El casco histórico de Esauira, declarado patrimonio mundial por la Unesco en 2001, comprende la medina, la mellah o barrio judío y la casba, cuyas murallas, protegidas por cañones fundidos en Ámsterdam y Barcelona, se alargan hasta el puerto. Los portugueses construyeron dos macizas torres y una puerta monumental para protegerlo. En su entorno se instalan pequeños tabancos para vender el pescado que no va a la lonja. Las nubes de gaviotas compiten en número con los gatos dormilones y las pequeñas tiendas de regalos, especias y hierbas salutíferas, dulces melosos, ropa y objetos artesanos.
La playa es inmensa. Más kitesurfistas que bañistas, y más terrazas que gente a remojo. Los hoteles y riads se acomodan discretamente al otro lado del paseo marítimo. Frente al arenal hay una isla deshabitada, con una mezquita y una antigua prisión abandonadas. Solo visitan sus brumas las gaviotas y los raros halcones de Eleonor. La propia ciudad de Esauira fue una isla, hasta que las arenas empujadas por las mareas la soldaron a tierra firme. Playas y dunas son el paraíso de surfistas, quads, caballos y camellos para turistas, y se prolongan hasta un lujoso resort de golf que supera la extensión de la ciudad.

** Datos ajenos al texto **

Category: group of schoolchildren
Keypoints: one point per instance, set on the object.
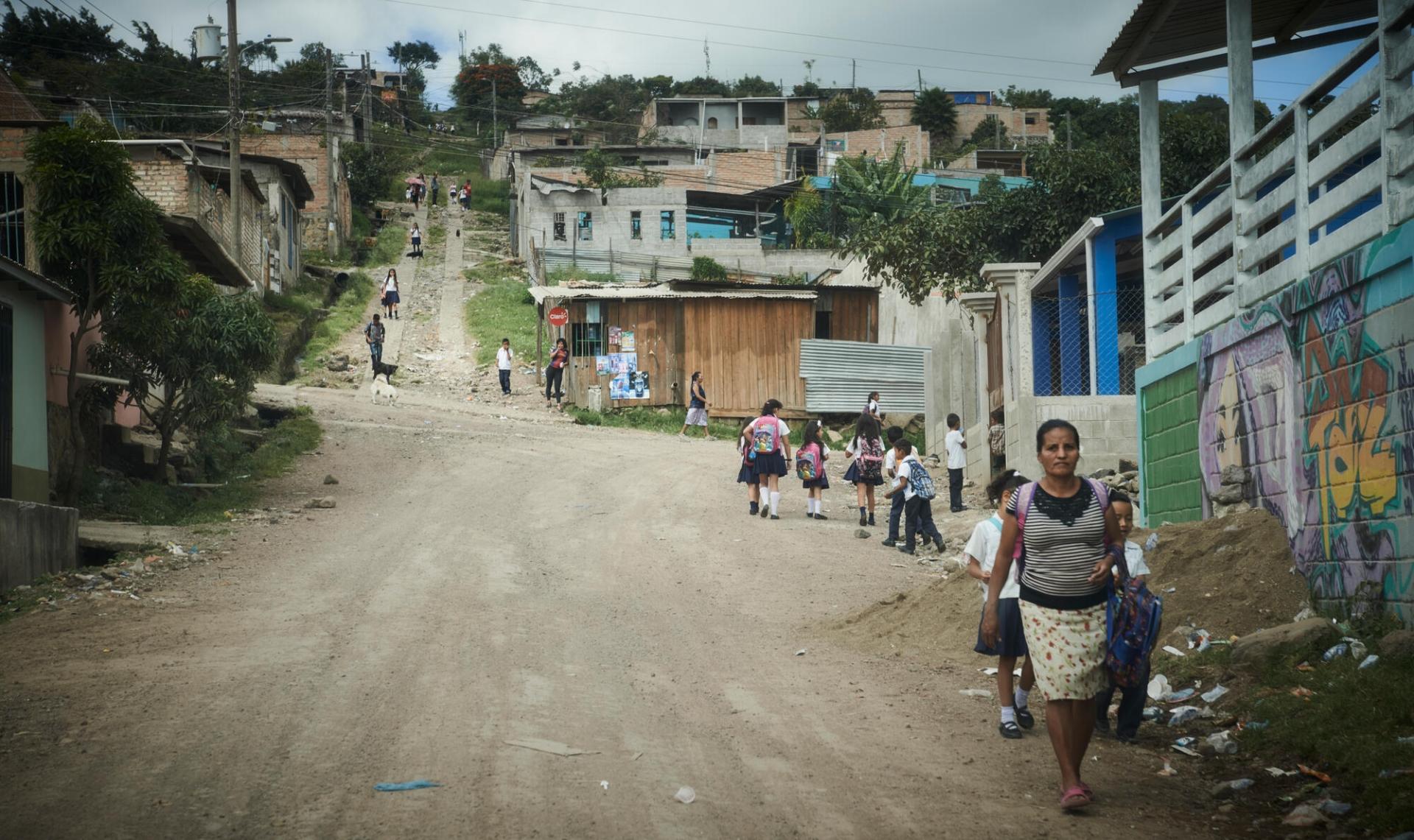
(765, 457)
(980, 554)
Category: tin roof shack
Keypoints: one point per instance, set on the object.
(639, 344)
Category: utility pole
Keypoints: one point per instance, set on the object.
(333, 236)
(233, 82)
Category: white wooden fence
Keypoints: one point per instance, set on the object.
(1323, 177)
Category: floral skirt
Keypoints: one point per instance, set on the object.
(1066, 649)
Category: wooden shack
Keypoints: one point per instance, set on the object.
(641, 344)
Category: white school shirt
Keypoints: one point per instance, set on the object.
(956, 456)
(982, 546)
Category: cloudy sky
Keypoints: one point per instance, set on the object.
(957, 44)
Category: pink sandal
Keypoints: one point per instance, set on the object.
(1075, 800)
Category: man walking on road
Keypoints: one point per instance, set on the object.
(373, 336)
(504, 357)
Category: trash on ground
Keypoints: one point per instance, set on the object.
(1304, 816)
(1183, 715)
(552, 747)
(1335, 652)
(413, 786)
(1214, 695)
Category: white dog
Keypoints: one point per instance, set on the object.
(382, 388)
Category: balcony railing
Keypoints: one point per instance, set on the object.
(1326, 176)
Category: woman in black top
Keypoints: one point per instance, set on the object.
(1071, 540)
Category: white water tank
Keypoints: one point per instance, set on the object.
(208, 43)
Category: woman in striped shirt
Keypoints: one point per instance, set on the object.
(1069, 542)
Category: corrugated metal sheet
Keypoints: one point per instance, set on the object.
(839, 375)
(541, 293)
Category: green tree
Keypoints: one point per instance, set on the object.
(198, 371)
(937, 113)
(754, 87)
(851, 112)
(102, 242)
(990, 133)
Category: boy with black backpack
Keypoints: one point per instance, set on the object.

Más al sur aguardan otros secretos. Muy cerca, a menos de 25 kilómetros, la bodega del Domaine du Val d’Argan; a solo unos metros de ella, la cooperativa de mujeres que mondan y muelen nueces de argán para elaborar un aceite que rinde más en usos cosméticos que alimenticios. Más lejos, la playa virgen de Iftane, o la de Tafedna, a unos 50 kilómetros, donde las vacas toman el sol; los mercados semanales de Ida Ougourd o de Had Draa y su oasis; la cueva de Bith Moun; el río y la cascada de Sidim M’Barek, protegidos por una duna gigante… En fin, no esperemos a ir al cine para descubrir la magia de Esauira.